How organizations respond to each scenario using Bravura Privilege is described below:

  1. 1-Vault:
    Simply continue using a vault at another location. There is ample time to rebuild the damaged Bravura Privilege node and there should be no service interruption.
  2. 1-DC, 0-vaults:
    Work to reconstruct the damaged data center can leverage access to privileged accounts and passwords using vaults at other locations.
  3. 1-DC, 1 vault:
    As above, even though one Bravura Privilege node was damaged, others still function and can be used to support data center reconstruction.
  4. Multi-DCs, some vaults:
    While the likelihood of such a wide-spread disaster is very low, Bravura Privilege remains operational with at least one functioning node. No special care is required to support continued access to privileged accounts.
  5. Multi-DCs, all vaults:
    This is essentially the end-of-the-world scenario. It requires that all major data centers and all Bravura Privilege nodes are damaged. When the dust settles and the time comes to rebuild, the contents of the Bravura Privilege credential database may be restored from any backup media that may have survived the cataclysm.

As can be seen above, it would take something like a global-scale disaster to cause service interruption to Bravura Privilege, due to its geographically distributed architecture, real-time and fault-tolerant data replication and multi-master, active-active operation. Not impossible, but also not likely.

A more practical consideration is whether access controls should be relaxed in the context of a disaster which incapacitates one or more data centers.

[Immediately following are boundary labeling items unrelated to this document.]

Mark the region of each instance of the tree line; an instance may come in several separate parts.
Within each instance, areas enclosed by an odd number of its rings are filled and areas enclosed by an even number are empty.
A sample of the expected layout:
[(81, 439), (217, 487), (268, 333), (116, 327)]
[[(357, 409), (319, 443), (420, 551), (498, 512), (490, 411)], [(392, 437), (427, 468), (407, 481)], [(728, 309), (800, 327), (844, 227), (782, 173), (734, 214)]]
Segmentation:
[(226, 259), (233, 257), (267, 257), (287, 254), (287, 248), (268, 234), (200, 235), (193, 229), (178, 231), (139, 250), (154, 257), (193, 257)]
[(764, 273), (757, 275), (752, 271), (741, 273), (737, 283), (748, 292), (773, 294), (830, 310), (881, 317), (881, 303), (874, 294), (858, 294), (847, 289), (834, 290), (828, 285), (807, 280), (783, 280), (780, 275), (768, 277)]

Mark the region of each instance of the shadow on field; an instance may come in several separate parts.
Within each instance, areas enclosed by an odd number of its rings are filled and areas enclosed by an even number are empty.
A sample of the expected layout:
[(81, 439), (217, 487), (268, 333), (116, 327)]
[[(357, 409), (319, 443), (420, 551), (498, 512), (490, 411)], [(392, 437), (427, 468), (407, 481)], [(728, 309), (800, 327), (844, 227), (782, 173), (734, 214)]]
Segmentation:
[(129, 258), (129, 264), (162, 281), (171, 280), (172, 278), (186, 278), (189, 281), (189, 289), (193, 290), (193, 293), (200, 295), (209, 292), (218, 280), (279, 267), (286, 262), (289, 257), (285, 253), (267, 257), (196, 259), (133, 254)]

For example, workflow approvals might be required under normal circumstances, to checkout access to some privileged accounts. Moreover, access to a directory might be required when users sign into Bravura Privilege.

To expedite access to privileged accounts during an emergency, a handful of local login IDs can be defined on the Bravura Privilege logical instance, with unrestricted access to some or all privileged accounts. In an emergency, these accounts may be enabled and their passwords distributed to the recovery team. This reduces "red tape" (and lowers security) and eliminates the dependency on an external directory.